The revisions and additions read as follows:
Sec. 201.28 Statement of Account for digital audio recording devices
or media.
* * * * *
(h) * * *
(1) All royalty fees, including supplemental royalty fee payments,
must be paid by a single electronic funds transfer (EFT), and must be
received in the designated bank by the filing deadline for the relevant
accounting period. Remitters must provide specific information as part
of the EFT and as part of the remittance
[[Page 56939]]
advice, as listed in the instructions for the Statement of Account
form.
* * * * *
(j) * * *
(3) * * *
(v) All requests for correction or refunds must be accompanied by a
filing fee in the amount prescribed in Sec. 201.3(e) for each
Statement of Account involved, paid by EFT. No request will be
processed until the appropriate filing fees are received, and no
supplemental royalty fee will be deposited until an acceptable
remittance in the full amount of the supplemental royalty fee has been
received.
* * * * *
(viii) A refund payment in the amount of fifty dollars ($50.00) or
less will not be refunded unless specifically requested before the
statement of account is closed, at which point any excess payment will
be treated as part of the royalty fee.
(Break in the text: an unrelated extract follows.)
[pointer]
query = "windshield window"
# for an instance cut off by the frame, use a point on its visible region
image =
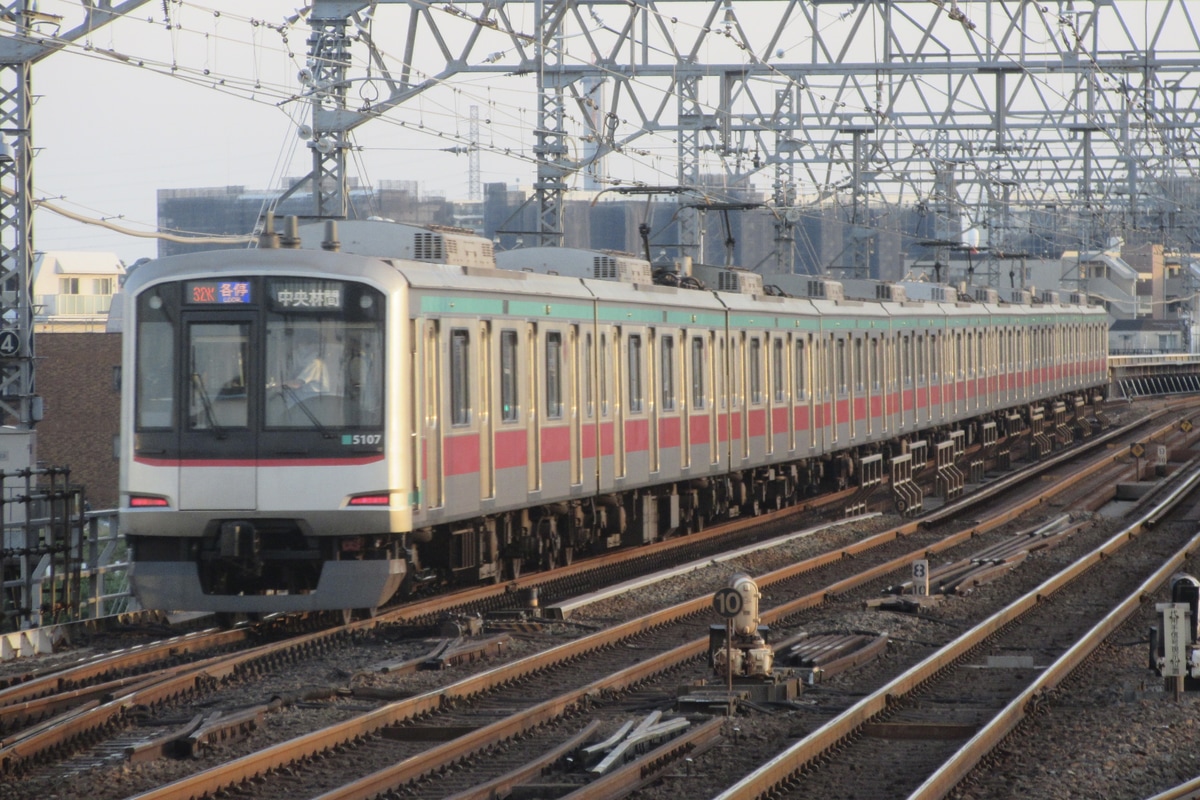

A request for a refund payment
in an amount of over fifty dollars ($50.00) is not necessary where the
Licensing Division, during its examination of a Statement of Account or
related document, discovers an error that has resulted in a royalty
overpayment. In this case, the Licensing Division will affirmatively
send the royalty refund to the manufacturing or importing party named
in the Statement of Account.
(4) Interest on late payments or underpayments. Royalty fee
payments submitted as a result of late or amended filings shall include
interest. Interest shall begin to accrue beginning on the first day
after the close of the period for filing statements of account for all
underpayments or late payments of royalties for the digital audio
recording obligation occurring within that accounting period. The
accrual period shall end on the date the payment submitted by a
remitter is received by the Copyright Office. The interest rate
applicable to a specific accounting period beginning with the 1992/2
period shall be the Current Value of Funds Rate, as established by
section 8025.40 of the Treasury Financial Manual and published in the
Federal Register, in effect on the first business day after the close
of the filing deadline for that accounting period. Manufacturers or
importing parties wishing to obtain the interest rate for a specific
accounting period may do so by consulting the Federal Register for the
applicable Current Value of Funds Rate, or by consulting the Copyright
Office Web site. Interest is not required to be paid on any royalty
underpayment or late payment from a particular accounting period if the
interest charge is less than or equal to five dollars ($5.00).
(5) A statement of account shall be considered closed in cases
where a licensee fails to reply within ninety days to the request for
further information from the Copyright Office or, in the case of
subsequent correspondence that may be necessary, ninety days from the
date of the last correspondence from the Office.
Sarang V. Damle,
General Counsel and Associate Register of Copyrights.